Авиатор: назад в СССР 12+1 - Михаил Дорин
— Бортовой 89311, на связь, — снова запросил меня американец.
— Решение, 321й, — настойчиво повторил руководитель полётами.
Сто процентов они слышат мой разговор с пилотом Ф/А-18. Если никто с корабля не решается мне дать настойчивую команду на катапультирование, то они, выходит, не против посадки на НАТОвской базе?
Мне что до Мальты 100 миль, что до зоны вынужденного покидания столько же. Хватит ещё и пару виражей сделать. А потом купаться…
Умеют американцы ставить перед выбором. И наши тоже.
Но выбор, пожалуй, он очевиден.
— Спасибо. Пойду к себе, — ответил я на английском.
— Удачи, — качнул пилот в красном шлеме крылом и отвернул влево.

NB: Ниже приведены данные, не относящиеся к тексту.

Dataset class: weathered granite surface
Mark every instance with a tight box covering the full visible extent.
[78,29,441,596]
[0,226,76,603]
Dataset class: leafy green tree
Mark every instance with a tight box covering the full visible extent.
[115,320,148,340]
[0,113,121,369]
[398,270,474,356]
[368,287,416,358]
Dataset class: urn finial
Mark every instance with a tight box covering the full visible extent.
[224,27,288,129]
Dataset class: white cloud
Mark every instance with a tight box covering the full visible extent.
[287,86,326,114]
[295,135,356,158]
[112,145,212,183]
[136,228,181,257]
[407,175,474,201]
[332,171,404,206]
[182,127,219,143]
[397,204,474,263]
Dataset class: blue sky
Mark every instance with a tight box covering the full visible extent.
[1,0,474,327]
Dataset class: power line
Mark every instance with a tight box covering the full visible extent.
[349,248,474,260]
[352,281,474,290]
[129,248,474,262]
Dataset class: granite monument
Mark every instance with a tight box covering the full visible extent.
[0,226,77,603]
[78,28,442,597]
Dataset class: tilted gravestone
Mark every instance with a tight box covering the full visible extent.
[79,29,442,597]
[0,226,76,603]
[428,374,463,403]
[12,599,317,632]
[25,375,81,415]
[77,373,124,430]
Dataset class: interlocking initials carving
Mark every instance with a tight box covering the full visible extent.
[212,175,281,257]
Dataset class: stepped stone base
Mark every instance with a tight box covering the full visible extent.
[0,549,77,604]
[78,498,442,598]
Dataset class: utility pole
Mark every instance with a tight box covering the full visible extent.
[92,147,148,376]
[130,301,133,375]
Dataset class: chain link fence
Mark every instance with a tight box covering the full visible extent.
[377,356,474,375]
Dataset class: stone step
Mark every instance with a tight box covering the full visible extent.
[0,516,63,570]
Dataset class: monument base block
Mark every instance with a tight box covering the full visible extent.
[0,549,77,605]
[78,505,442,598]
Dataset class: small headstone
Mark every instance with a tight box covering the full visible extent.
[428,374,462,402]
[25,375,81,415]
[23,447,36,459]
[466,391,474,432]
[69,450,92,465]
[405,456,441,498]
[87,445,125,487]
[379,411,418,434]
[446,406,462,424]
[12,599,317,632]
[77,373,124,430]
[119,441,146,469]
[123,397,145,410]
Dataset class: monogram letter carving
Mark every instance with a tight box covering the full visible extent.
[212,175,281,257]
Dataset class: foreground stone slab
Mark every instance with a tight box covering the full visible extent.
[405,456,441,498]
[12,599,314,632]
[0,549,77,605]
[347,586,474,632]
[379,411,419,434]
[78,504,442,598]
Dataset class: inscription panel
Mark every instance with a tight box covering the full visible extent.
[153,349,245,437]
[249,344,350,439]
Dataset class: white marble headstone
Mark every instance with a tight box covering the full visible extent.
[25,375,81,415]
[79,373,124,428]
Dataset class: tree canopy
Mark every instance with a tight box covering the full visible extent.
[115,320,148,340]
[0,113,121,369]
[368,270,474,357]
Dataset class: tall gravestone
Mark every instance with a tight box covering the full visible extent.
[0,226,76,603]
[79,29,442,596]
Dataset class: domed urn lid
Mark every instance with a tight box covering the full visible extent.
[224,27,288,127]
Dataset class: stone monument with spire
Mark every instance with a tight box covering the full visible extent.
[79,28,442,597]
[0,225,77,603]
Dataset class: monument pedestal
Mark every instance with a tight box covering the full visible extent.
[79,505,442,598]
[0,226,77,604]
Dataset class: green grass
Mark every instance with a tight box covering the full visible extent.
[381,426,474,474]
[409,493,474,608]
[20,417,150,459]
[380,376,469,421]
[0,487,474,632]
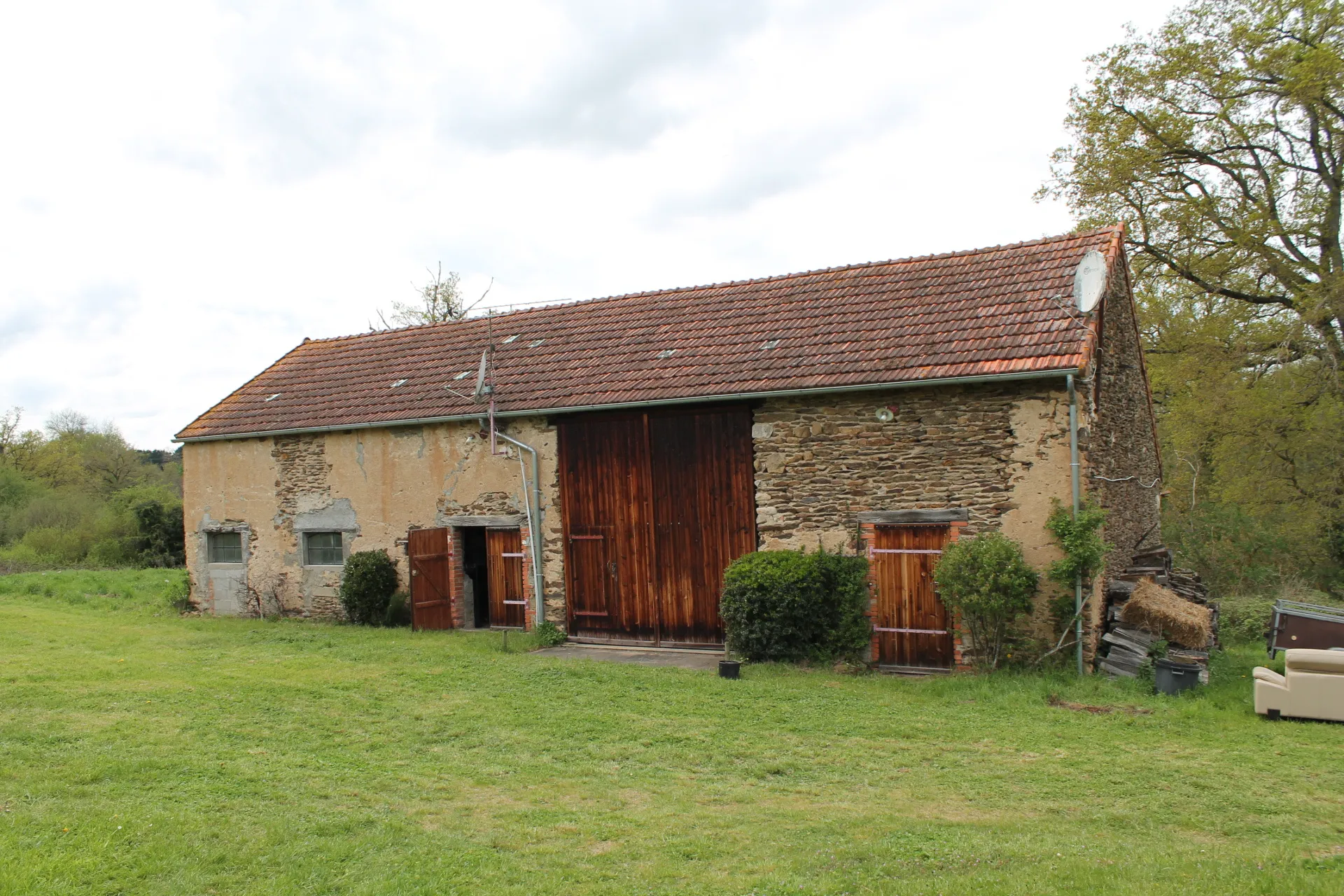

Прошло несколько секунд, прежде чем на связь вновь вышел руководитель полётами.
— 321й, вертолёт готов. Занимайте курс 40°, центр зоны покидания подскажу.
Ну, вот и всё! Долго рядом со мной ходила перспектива второго катапультирования. И этот момент настал.
Выдохнул, ручку управления самолётом плавно отклонил на себя и перевёл самолёт в набор.
— Саламандра, 321й, 5000, скорость 500.
На этой скорости и высоте достигается максимальная дальность полёта. Главное, мне дотянуть поближе к кораблю и прыгнуть. Высоты для катапультирования будет достаточно.
Но в душе что-то свербит. Нельзя, чтобы «гадкий утёнок» вот так просто сгинул в водах Средиземного моря. Может, дать ему шанс совершить ещё один подвиг? Да и мне поберечь здоровье.
— Саламандра, 321му.
— Отвечаю.
— Палуба свободна? — запросил я.
Согласен, что риск большой. Шанс у меня будет только один. Не попаду с первого раза, и можно смело выходить в зону вынужденного покидания. Если топливо раньше не закончится.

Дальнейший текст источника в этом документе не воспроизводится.